Willmar walks to end Alzheimer’s Saturday

WILLMAR -- With two family members living with dementia, the Mitteness clan knows well the daily struggles, the pain and the small happy moments of Alzheimer's disease and other forms of age-related dementia.

Floyd and Pat Tollefson
Floyd and Pat Tollefson are honorary co-chairs of the Willmar Area Walk to End Alzheimer’s Saturday at the Willmar Civic Center. Walkers have a goal of raising $89,500 for Alzheimer’s research and services. (Submitted photo)

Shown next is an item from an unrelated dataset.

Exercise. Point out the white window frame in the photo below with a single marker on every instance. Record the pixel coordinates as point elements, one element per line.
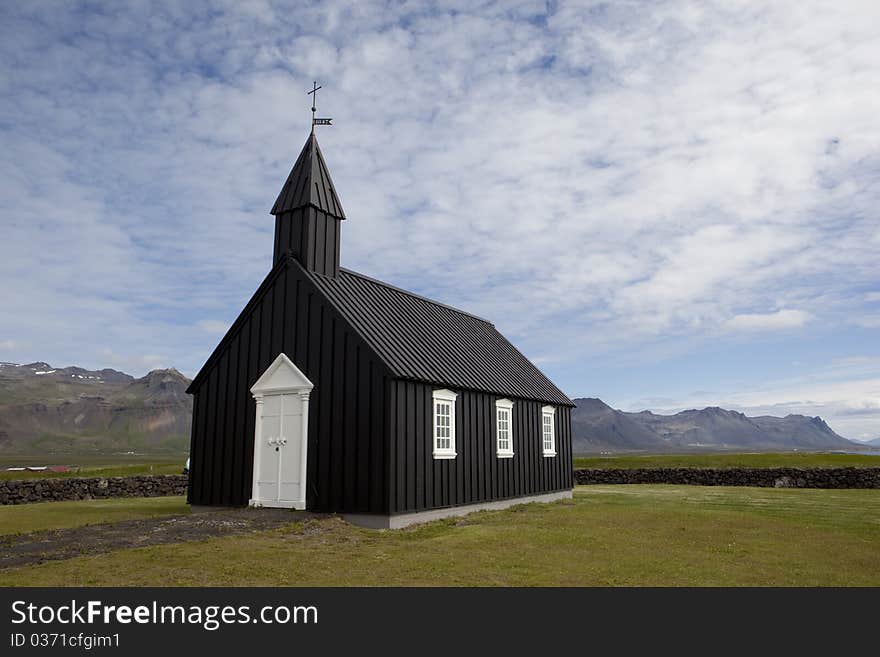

WILLMAR - With two family members living with dementia, the Mitteness clan knows well the daily struggles, the pain and the small happy moments of Alzheimer’s disease and other forms of age-related dementia.
Tears gather in Alan Petersen’s eyes as he says, “It just takes everything from you.”
But there’s also an enduring love.
Petersen visits his mother, Betty, at the nursing home twice a week, and although she hasn’t said his name in more than a year, “that isn’t the most important thing,” he said. “She’s still my mom.”
Kristy Nystrom makes sure to take her children, ages 1 and 3, to visit great-grandfather Don Mitteness, who has had Alzheimer’s for a decade.
“He just brightens when they come. It doesn’t matter to me if he knows who they are. What matters to me is they see this man who is happy,” she said.
Along with the Floyd and Pat Tollefson family, they are honorary co-chairs of the Willmar area Walk to End Alzheimer’s, taking place Saturday morning at the Civic Center. Forty teams and almost 400 walkers are participating to raise awareness and money for Alzheimer’s research and support.
Similar walks are being held across the U.S. this fall, underscoring the growing urgency to help families and communities care for the estimated 5 million Americans with Alzheimer’s and related dementia.
The experiences of the Mitteness and Tollefson families are among hundreds of local stories illustrating the toll of dementia.
The disease appears to run in the Mitteness family, Petersen said. Among the family’s oldest generation, 80-year-old Betty Petersen of Clara City and 83-year-old Don Mitteness of Benson, who are sister and brother, both have dementia and live in skilled care homes.
Since the diagnosis - 10 years ago for Don, six years ago for Betty - the learning curve for their family has been steep.
“We didn’t know much about it back when Mom was first diagnosed,” Petersen said.
Slowness to recognize what was happening, coupled with reluctance to admit it, is common in many families, and theirs was no exception, he said. “My dad covered up for Mom. He didn’t want to admit that Mom was having trouble.”
He remembers seeing her behind the wheel one day, making a dangerous turn onto the local highway.
“She didn’t know it was a risk,” he said. “I saw it happen and I didn’t want to admit it to myself. … We let Mom drive too long.”
For many, the dementia journey is long and family caregiving often becomes stressful and exhausting.
Pat Tollefson, 82, was formally diagnosed in 2007 “but we knew she had it before that,” said her daughter, Kathy Thonvold, of Willmar.
For the past two years Pat has been living in a memory unit, where Floyd, her husband of 62 years, visits twice a day.
Thonvold and her sister, Sharon Tollefson, make sure their father gets to weekly Alzheimer’s support group meetings.
Care for the caregiver is essential, Thonvold said. “It’s so important to connect with other caregivers and other people who are going through the same thing. This is a journey. It makes the journey easier if you are not alone.”
Because families often don’t know what to look for or what to expect, education is critical - and the earlier, the better, Nystrom said. “How do we as families take it upon ourselves to learn what it’s really like? I don’t think we did a good enough job of being realistic. You wait and you deny.”
Participating in the Walk to End Alzheimer’s is a way to advance the support for research and services but, more than this, it’s a chance to connect with others dealing with the same challenges, the Tollefson and Mitteness families said.
Nystrom said she’s often amazed to hear how many people have direct experience with Alzheimer’s. “Everybody you know knows someone,” she said. “It’s like a big huge family event. We’re all doing this together.”


What: Willmar Area Walk to End Alzheimer’s
When: Saturday. Registration, 9 a.m.; opening ceremony, 10:15 a.m.; walk, 10:45 a.m
Where: Willmar Civic Center
Why: Walkers have a goal of raising $89,500 for research on Alzheimer’s disease and related dementia and for community services.